Australians have rejected recognising Aboriginal and Torres Strait Islander people as the nation’s first people in the constitution through the establishment of a Voice to Parliament advisory body.
The ABC has projected the referendum will fail to meet the double majority needed for it to pass.
Nationally, a majority of voters said No to the proposed constitutional change.
The ABC has projected majority No votes in Tasmania, New South Wales, South Australia, Queensland, the Northern Territory, Victoria and Western Australia.
The ACT, which like the NT is only included in the national majority, is projected to be the only jurisdiction to return a Yes vote.
The Voice to Parliament would have been an advisory body with no power of veto but permanently enshrined in the constitution, meaning a future government of the day could not abolish it without holding another referendum.
The Voice was first proposed after hundreds of Indigenous Australians, who took part in the Uluru Dialogues, issued the Statement from the Heart six years ago. That statement called for a constitutionally enshrined Voice along with truth telling and treaty.
“While tonight’s result is not one that I had hoped for, I absolutely respect the decision of the Australian people and the democratic process that has delivered it,” Prime Minister Anthony Albanese said.
He said the nation must now come together to overcome the disadvantage that Indigenous Australians face because “no one could say more of the same is good enough”.
Mr Albanese said the “real division” in Australia was one of disadvantage, which he defined as the gap between Indigenous and non-Indigenous Australians in life expectancy, education and the rates of suicide and disease.
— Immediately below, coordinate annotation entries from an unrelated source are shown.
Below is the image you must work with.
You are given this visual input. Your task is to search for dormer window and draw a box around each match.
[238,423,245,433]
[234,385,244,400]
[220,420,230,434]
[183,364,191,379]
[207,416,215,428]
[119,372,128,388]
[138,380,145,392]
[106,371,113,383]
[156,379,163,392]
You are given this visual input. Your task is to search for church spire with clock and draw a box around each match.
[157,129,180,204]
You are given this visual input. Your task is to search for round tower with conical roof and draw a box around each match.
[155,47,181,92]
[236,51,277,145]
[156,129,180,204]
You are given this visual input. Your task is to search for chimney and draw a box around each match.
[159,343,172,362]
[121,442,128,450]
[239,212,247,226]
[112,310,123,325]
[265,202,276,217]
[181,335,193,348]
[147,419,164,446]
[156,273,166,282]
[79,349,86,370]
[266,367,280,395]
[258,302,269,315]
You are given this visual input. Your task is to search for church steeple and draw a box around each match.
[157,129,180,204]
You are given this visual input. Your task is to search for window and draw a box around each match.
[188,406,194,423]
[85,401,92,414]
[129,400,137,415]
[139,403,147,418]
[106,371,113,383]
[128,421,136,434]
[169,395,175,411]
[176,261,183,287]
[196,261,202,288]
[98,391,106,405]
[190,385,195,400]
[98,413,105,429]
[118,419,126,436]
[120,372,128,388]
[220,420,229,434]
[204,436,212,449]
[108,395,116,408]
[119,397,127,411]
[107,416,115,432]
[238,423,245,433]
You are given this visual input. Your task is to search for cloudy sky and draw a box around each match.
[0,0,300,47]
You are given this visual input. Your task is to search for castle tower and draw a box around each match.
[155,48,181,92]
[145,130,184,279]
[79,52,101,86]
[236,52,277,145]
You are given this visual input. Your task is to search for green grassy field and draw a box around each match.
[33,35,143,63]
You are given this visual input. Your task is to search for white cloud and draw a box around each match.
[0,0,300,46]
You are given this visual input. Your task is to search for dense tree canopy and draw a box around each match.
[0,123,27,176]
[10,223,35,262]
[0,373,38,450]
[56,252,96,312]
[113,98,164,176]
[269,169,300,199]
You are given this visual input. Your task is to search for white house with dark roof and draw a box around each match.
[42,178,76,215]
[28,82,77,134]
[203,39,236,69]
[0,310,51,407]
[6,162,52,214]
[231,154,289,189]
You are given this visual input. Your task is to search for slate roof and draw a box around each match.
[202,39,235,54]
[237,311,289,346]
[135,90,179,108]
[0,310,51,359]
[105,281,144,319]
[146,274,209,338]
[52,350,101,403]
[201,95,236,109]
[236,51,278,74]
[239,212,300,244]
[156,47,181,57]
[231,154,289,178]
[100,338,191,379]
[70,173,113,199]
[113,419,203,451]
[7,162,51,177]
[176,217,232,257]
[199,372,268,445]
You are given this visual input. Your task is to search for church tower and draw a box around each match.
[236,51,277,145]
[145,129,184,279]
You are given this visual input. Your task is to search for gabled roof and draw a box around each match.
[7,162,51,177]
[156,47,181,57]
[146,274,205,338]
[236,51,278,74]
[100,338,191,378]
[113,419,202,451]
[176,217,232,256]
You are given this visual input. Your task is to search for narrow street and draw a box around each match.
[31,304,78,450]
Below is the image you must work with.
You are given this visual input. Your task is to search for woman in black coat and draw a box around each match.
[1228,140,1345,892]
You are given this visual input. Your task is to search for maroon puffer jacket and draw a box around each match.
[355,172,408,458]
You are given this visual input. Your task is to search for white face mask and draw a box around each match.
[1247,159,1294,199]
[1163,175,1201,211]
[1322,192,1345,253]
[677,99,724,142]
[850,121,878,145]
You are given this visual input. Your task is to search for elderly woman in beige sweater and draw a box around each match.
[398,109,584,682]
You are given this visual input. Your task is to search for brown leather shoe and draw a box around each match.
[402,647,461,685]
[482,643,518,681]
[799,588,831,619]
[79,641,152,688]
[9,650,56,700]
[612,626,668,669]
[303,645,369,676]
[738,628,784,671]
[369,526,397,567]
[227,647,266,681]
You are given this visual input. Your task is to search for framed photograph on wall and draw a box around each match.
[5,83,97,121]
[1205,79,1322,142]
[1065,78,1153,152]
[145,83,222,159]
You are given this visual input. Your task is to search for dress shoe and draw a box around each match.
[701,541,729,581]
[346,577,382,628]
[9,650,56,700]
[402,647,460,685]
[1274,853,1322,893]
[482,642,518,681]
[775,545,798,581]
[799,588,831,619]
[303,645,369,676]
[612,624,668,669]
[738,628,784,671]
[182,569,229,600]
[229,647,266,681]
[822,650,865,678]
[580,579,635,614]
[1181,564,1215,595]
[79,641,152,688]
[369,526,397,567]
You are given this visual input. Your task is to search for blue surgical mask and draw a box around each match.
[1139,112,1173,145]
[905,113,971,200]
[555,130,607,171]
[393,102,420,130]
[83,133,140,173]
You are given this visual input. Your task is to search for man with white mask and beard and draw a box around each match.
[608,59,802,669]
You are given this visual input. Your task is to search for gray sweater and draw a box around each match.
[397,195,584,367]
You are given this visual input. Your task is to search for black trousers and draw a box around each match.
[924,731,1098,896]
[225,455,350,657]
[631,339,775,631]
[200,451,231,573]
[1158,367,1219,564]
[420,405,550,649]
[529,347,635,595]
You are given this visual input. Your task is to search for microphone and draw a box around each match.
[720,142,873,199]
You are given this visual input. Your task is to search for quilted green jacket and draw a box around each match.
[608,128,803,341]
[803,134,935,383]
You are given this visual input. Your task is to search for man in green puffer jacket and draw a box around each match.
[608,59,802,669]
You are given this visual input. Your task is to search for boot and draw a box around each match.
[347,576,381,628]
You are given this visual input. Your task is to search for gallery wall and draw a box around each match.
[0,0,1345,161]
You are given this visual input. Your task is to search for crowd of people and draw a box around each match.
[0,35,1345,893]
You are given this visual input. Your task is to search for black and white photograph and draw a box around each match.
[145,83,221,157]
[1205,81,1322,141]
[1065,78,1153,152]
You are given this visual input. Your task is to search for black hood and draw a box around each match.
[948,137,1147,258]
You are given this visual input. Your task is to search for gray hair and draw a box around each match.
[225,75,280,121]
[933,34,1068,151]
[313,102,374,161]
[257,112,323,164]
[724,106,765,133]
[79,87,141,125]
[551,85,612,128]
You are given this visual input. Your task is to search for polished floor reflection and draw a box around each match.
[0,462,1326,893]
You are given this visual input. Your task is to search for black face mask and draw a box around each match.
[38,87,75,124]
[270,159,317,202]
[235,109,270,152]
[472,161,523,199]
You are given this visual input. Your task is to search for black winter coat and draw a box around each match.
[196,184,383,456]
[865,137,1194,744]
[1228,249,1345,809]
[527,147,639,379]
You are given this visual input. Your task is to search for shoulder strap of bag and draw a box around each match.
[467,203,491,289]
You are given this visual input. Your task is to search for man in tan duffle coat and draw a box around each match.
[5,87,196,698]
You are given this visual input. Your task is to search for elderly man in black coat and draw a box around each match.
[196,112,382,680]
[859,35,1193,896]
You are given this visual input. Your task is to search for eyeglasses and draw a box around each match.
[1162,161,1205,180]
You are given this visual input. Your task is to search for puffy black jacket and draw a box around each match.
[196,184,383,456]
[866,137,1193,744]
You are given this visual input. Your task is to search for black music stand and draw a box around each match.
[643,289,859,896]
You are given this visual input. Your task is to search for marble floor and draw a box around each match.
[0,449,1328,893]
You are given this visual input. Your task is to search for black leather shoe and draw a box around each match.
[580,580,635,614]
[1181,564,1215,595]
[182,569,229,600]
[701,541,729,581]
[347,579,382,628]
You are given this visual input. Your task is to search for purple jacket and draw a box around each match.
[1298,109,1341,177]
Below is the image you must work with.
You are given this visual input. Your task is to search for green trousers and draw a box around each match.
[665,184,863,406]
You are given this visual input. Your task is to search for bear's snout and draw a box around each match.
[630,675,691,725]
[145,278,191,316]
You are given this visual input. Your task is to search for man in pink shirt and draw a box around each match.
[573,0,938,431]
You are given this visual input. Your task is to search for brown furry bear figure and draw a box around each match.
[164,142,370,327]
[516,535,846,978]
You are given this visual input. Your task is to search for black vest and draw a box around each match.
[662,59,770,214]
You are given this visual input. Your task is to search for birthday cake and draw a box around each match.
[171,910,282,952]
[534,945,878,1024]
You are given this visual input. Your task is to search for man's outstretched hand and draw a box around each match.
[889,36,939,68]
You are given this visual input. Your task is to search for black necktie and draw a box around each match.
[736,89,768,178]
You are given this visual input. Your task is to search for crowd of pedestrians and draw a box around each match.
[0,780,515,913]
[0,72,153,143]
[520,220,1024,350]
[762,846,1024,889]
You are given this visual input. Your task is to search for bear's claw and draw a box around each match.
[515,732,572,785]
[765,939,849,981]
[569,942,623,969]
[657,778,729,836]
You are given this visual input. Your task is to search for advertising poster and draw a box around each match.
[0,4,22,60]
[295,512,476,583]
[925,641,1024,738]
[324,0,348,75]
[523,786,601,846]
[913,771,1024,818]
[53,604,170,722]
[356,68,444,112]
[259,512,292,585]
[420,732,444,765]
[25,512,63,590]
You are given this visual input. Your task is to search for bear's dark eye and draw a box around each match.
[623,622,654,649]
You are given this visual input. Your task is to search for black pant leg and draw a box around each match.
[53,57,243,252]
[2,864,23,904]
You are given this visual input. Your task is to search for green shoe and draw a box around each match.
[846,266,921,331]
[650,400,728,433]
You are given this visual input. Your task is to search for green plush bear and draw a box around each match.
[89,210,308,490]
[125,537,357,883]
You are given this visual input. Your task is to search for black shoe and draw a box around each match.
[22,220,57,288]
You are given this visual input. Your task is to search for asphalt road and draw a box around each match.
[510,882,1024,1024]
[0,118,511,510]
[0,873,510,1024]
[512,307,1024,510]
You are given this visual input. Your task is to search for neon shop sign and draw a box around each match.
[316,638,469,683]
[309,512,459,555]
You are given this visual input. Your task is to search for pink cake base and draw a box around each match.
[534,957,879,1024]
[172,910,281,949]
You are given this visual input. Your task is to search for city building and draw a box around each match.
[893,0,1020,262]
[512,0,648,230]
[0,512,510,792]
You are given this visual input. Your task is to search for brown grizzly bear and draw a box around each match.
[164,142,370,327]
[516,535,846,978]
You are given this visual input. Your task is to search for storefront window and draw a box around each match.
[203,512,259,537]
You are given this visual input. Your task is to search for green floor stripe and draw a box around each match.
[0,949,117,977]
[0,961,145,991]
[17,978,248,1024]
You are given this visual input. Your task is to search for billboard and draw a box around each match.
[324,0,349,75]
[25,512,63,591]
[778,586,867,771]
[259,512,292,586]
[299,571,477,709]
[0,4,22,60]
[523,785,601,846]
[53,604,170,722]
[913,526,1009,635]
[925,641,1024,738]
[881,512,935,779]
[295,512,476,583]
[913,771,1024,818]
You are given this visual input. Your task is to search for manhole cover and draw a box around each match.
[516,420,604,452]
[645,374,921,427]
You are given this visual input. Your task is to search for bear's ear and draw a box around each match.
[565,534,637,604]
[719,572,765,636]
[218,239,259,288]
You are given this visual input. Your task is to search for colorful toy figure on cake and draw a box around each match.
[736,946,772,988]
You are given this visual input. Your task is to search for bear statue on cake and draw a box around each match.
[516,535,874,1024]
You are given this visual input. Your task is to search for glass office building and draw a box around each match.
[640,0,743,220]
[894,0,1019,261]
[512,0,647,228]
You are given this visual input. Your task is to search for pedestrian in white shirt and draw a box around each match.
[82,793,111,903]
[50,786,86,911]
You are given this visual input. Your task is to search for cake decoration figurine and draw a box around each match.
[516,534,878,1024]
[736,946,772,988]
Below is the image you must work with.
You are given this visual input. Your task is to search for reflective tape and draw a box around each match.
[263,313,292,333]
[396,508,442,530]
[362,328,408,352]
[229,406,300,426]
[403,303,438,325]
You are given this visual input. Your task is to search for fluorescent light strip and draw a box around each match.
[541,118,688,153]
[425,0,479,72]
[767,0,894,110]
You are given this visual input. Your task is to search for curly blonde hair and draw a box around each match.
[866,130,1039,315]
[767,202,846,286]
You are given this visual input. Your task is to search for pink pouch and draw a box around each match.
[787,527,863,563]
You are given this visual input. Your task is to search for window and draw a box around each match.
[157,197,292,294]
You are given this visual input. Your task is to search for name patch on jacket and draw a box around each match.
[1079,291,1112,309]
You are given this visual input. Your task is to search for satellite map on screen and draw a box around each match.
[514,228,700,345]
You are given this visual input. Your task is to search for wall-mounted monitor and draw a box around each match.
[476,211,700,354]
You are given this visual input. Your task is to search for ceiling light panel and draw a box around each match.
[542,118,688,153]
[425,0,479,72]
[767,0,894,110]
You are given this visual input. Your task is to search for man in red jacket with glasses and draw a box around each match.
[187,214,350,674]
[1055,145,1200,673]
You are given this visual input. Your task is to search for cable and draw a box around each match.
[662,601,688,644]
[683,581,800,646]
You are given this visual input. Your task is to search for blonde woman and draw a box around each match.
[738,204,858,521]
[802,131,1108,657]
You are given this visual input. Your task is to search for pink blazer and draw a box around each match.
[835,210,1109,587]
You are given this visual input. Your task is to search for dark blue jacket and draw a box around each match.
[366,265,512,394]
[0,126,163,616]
“A great nation like ours can and must do better for the First Australians,” the prime minister said.
Opposition Leader Peter Dutton said the result was “good for the country”.
“This is a referendum that Australia did not need to have,” he said.
“What we have seen tonight is Australians literally in their millions reject the prime minister’s divisive referendum.”
ABC election analysts said the results in Sydney looked similar to the 1999 republic referendum, with eastern suburbs voting Yes, while western suburbs, which include many Labor strongholds, voted No.
Green said the results showed a correlation between affluent electorates and Yes votes.